Marta Miaczynska (Biology)

Marta Miaczynska
Marta Miaczynska

Dr. Marta Miaczynska is currently heading a Laboratory of Cell Biology at the International Institute of Molecular and Cell Biology (IIMCB) in Warsaw. Research in her group is focused on the relationship between the processes of intracellular membrane transport and signal transduction in mammalian cells, two aspects of cell physiology which have been usually studied separately. Using a variety of biochemical, microscopical and cell-based techniques, her laboratory addresses the question of how intracellular signal transduction is modulated by endocytic transport and endosomal compartments. These studies should contribute to a better understanding of mechanisms underlying molecular communication between intracellular organelles.

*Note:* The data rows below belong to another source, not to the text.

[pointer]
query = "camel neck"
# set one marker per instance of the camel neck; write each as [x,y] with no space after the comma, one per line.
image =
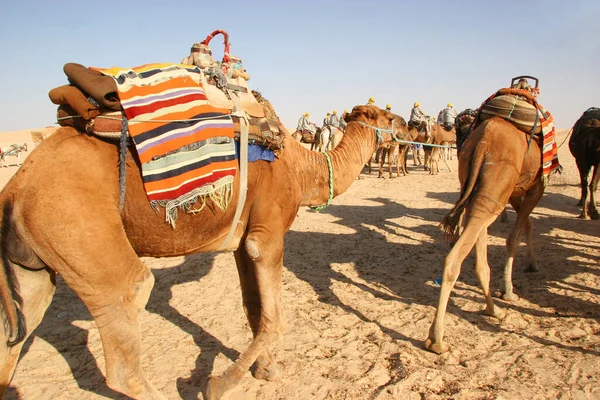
[347,160]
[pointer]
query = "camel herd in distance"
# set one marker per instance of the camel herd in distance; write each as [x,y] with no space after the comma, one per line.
[114,284]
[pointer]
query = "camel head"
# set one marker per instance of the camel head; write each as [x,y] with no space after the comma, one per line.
[371,115]
[401,129]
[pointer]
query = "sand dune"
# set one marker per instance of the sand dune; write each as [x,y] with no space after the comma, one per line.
[359,299]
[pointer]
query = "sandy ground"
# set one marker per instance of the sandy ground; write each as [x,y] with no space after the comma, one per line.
[359,299]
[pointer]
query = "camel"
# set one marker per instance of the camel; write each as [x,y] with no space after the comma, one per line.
[12,150]
[321,142]
[335,138]
[495,167]
[584,145]
[394,151]
[61,215]
[438,136]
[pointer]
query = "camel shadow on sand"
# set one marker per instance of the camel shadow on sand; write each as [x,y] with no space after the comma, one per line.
[71,341]
[416,263]
[405,280]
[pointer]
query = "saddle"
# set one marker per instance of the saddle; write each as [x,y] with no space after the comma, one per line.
[517,106]
[91,104]
[589,119]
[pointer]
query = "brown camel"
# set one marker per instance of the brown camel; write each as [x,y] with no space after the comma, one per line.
[60,214]
[584,145]
[394,151]
[495,167]
[438,136]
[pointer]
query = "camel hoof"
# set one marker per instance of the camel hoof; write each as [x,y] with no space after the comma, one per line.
[273,373]
[497,313]
[532,267]
[510,297]
[437,348]
[215,388]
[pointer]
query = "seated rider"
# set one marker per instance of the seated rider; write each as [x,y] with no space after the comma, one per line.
[304,124]
[343,123]
[447,116]
[326,121]
[334,121]
[417,116]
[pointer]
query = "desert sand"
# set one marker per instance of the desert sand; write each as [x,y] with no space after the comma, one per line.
[359,299]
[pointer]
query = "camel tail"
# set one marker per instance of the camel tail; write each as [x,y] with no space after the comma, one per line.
[10,300]
[451,222]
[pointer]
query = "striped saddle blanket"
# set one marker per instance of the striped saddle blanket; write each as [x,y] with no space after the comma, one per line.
[523,111]
[185,145]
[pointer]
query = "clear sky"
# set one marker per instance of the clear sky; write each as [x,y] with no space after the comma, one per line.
[315,56]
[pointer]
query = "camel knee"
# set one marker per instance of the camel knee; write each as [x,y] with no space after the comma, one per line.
[141,290]
[252,249]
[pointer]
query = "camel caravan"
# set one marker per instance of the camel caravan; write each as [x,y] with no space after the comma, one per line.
[173,159]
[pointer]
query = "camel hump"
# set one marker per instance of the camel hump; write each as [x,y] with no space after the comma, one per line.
[10,300]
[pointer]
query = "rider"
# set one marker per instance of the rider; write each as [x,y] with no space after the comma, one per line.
[417,115]
[326,120]
[343,123]
[304,124]
[419,119]
[334,120]
[523,84]
[447,116]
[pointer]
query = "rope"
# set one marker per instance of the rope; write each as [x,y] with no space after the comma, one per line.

Marta followed her interest in molecular biology as an undergraduate student at the Jagiellonian University in Krakow, Poland, and as an exchange student at the Wolverhampton Polytechnic, UK. After graduation with BSc and MSc degrees, she obtained a Bertha von Suttner Scholarship from the Austrian Ministry of Science to enter a PhD programme at the University of Vienna. Her thesis concerned the mechanisms underlying prenylation and membrane targeting of Rab small GTPases in yeast Saccharomyces cerevisiae.

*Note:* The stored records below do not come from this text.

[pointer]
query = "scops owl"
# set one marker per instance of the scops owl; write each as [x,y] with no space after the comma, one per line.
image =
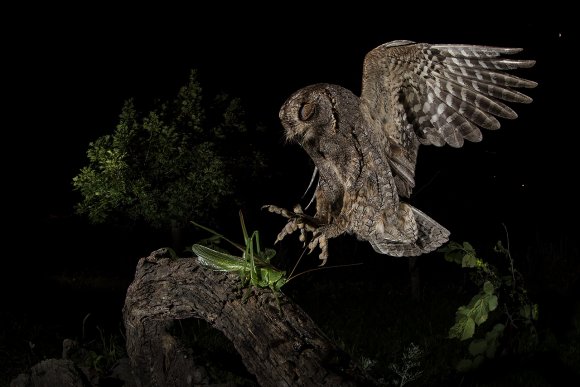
[365,148]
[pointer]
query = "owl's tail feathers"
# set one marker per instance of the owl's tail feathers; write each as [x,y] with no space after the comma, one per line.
[430,236]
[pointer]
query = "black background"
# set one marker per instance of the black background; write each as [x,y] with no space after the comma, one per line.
[69,71]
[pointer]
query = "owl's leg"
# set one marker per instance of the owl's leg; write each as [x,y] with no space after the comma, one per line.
[297,220]
[320,238]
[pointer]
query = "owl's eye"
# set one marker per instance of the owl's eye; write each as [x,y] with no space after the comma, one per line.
[307,111]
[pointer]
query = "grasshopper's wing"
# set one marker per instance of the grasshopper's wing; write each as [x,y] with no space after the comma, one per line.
[217,260]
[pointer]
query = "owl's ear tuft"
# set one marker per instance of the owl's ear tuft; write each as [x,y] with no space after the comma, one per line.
[306,111]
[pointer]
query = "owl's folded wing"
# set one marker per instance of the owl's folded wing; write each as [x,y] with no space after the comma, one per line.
[419,93]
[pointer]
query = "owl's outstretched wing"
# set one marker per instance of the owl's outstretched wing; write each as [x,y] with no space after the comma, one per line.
[419,93]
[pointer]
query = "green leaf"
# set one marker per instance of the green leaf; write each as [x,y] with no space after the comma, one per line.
[492,303]
[463,329]
[468,248]
[488,287]
[469,260]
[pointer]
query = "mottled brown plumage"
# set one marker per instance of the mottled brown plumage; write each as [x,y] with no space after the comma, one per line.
[365,148]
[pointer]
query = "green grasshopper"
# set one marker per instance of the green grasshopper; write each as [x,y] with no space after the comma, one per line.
[253,266]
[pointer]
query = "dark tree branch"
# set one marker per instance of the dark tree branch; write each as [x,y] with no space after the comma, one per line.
[281,348]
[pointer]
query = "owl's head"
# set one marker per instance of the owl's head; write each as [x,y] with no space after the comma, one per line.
[314,112]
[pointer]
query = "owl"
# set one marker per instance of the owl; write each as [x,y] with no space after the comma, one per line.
[364,148]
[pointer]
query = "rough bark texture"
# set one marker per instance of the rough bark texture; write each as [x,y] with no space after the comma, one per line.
[280,347]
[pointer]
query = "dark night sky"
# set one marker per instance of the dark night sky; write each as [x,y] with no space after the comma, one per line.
[72,73]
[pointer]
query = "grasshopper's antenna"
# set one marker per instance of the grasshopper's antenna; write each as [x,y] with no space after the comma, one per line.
[290,278]
[297,262]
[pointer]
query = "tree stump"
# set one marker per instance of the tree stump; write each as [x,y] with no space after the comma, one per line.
[281,347]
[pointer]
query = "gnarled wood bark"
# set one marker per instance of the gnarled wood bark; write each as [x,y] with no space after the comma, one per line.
[280,347]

Upon completion of her PhD in genetics, Marta moved to the field of mammalian cell biology, joining the group of Dr. Marino Zerial at the European Molecular Biology Laboratory in Heidelberg, Germany. Her postdoctoral training was supported by fellowships from the Human Frontier Science Program Organization, the Federation of European Biochemical Societies and the Austrian Science Fund. Since that time, her research interests have focused on the processes of intracellular membrane trafficking and in particular on endocytosis. She was involved in projects aiming at the biochemical reconstitution of certain endocytic transport steps in vitro and assaying the function of proteins regulating endocytosis and signalling. She continued these lines of investigation also after moving to the Max Planck Institute of Molecular Cell Biology and Genetics in Dresden, Germany, with the group of Dr. Zerial. During that period, her work led to the identification of a novel signalling pathway, connecting endocytosis to nuclear signal transduction via APPL proteins which are localised to endosomes and undergo nucleocytoplasmic shuttling.

In 2005, after twelve years abroad, Marta returned to Poland where her fascination with biology once started. Her Laboratory of Cell Biology consists currently of nine people and is supported by Polish and international funding sources. At present, Marta is an International Senior Research Fellow of the Wellcome Trust and an International Research Scholar of the Howard Hughes Medical Institute. In 2007 she obtained a Habilitation Fellowship from L'Oreal Poland for Women and Science.